Abulhusn admits that he's a virgin, "even by kissing." He's never kissed a girl on the mouth, he says.
"Wow," Lierenfeld says.
Abulhusn says he believes that there are no important cultural differences between himself and the women he wants to date in Germany. He values things like mutual respect and honesty and equal rights for women — he was raised to believe that in his Druze community, he says.
But in Germany, the simple fact of his virginity will itself prove to be a divide. Lierenfeld studies the texts from the medical student and delivers what is obvious to her, but surprising to Abulhusn.
"From her messages," she explains, "she seemed to be really interested in sex with you. That's obvious to me. She's inviting you to cook together, which means you're already at her place."
She tells Abulhusn the problem was probably not that he'd done anything wrong or inappropriate. He'd just failed to "make a move." The medical student probably felt rejected and cut him off.

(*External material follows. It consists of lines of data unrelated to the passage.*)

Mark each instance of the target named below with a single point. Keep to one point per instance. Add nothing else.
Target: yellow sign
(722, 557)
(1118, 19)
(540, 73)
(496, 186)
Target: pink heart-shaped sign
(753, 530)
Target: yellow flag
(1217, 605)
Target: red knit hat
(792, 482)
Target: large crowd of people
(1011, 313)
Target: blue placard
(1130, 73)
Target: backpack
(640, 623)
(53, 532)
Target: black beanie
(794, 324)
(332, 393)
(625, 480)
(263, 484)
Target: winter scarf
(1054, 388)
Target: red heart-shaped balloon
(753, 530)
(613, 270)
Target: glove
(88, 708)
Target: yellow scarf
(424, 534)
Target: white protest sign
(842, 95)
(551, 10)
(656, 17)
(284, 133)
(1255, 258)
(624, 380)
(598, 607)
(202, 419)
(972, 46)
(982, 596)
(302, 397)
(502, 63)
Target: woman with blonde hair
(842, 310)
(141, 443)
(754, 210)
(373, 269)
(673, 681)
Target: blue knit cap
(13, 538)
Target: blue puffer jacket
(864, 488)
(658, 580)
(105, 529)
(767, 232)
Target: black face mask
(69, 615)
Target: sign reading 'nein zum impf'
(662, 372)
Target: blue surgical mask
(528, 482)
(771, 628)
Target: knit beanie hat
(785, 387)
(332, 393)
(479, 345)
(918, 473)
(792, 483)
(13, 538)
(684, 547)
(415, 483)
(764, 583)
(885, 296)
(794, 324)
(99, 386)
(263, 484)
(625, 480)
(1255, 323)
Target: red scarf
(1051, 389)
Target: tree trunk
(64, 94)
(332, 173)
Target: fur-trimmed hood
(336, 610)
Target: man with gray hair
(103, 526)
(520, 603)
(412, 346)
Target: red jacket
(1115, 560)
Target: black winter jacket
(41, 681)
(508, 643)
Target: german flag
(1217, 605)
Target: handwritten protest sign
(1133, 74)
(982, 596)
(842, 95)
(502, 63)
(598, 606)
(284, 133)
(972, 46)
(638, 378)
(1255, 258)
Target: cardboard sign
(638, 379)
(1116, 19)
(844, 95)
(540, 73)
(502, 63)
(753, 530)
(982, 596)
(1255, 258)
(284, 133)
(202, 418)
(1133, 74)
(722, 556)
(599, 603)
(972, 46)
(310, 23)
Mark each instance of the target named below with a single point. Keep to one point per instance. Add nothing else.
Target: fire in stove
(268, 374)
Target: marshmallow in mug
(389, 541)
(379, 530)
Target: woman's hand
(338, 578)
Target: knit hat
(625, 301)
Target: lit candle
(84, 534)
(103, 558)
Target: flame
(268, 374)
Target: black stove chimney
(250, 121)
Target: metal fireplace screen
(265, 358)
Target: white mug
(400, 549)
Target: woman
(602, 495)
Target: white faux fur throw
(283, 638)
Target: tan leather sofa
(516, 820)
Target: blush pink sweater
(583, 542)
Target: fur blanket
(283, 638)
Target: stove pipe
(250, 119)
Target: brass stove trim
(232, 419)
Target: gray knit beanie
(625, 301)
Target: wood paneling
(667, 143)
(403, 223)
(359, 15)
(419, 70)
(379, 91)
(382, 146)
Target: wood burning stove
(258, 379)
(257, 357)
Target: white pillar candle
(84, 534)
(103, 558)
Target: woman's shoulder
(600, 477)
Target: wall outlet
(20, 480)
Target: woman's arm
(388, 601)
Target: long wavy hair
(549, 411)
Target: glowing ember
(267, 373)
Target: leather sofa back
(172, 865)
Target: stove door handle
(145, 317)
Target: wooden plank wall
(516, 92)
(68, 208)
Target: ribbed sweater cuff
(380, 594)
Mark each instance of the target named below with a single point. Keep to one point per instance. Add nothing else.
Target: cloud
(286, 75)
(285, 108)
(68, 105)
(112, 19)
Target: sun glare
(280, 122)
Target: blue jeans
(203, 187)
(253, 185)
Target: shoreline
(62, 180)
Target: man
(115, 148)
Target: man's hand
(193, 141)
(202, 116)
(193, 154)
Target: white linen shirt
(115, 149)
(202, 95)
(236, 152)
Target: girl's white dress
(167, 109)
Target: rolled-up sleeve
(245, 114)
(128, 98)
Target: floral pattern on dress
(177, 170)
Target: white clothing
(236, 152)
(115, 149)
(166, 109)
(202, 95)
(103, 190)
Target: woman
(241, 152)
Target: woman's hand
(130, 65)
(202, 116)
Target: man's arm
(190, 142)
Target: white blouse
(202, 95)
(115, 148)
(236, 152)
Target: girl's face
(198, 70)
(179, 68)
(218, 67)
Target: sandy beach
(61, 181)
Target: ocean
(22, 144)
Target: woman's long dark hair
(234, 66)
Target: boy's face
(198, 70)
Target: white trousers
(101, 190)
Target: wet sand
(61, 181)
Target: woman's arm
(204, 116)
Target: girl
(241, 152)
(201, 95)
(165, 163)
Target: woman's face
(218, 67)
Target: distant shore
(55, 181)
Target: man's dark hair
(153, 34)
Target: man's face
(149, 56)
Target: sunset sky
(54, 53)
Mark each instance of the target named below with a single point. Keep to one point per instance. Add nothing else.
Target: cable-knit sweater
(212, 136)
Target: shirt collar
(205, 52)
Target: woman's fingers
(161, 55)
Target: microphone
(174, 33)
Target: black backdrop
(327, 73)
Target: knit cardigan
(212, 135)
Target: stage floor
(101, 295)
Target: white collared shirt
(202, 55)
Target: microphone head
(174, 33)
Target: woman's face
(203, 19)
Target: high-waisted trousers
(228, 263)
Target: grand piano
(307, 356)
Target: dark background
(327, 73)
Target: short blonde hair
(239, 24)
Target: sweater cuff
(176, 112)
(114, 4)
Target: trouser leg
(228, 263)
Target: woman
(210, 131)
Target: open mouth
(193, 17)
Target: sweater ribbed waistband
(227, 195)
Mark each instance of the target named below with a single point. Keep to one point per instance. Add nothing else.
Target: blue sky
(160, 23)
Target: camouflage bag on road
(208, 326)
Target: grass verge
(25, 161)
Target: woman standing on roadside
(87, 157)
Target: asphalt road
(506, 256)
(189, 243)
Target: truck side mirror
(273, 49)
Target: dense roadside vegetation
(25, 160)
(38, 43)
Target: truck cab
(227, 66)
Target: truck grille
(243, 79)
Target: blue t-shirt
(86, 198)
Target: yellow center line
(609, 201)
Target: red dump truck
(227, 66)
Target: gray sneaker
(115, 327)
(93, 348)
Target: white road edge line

"But truthfully, I would feel scared to suggest such a thing," Abulhusn says. "If she says, 'Oh God, he's just trying to get me to bed, and I'm just trying to be nice because he's a refugee.' "
He'd be mortified to be lumped in with the refugee stereotype of a man "who is always harassing girls," he says.
Lierenfeld gathers her thoughts.
"I'm going to say this in a bit of a mean way," she says. "Do you understand your arrogance here? I understand your feelings, but there's one part of what you're saying that is really arrogant — which is that you have to think and decide for her. She's a grown-up person."
Abulhusn looks shocked.
"I never thought of that in this way!" he says.
"That's why I said it in such a straight way," Lierenfeld says.
As a traveler in a foreign country, it can be easier to figure out what not to do than what to do. Abulhusn understands that "no means no."
His problem is almost the opposite: He's too protective of women to comfortably flirt with them.
Abulhusn says that this time with Lierenfeld transformed the way he sees himself. He now makes it a point to try not to cross his arms when he's talking to women. And if during all these years in Germany he's been afraid to come across as dangerous, now he thinks a bit more about how to make himself feel safe.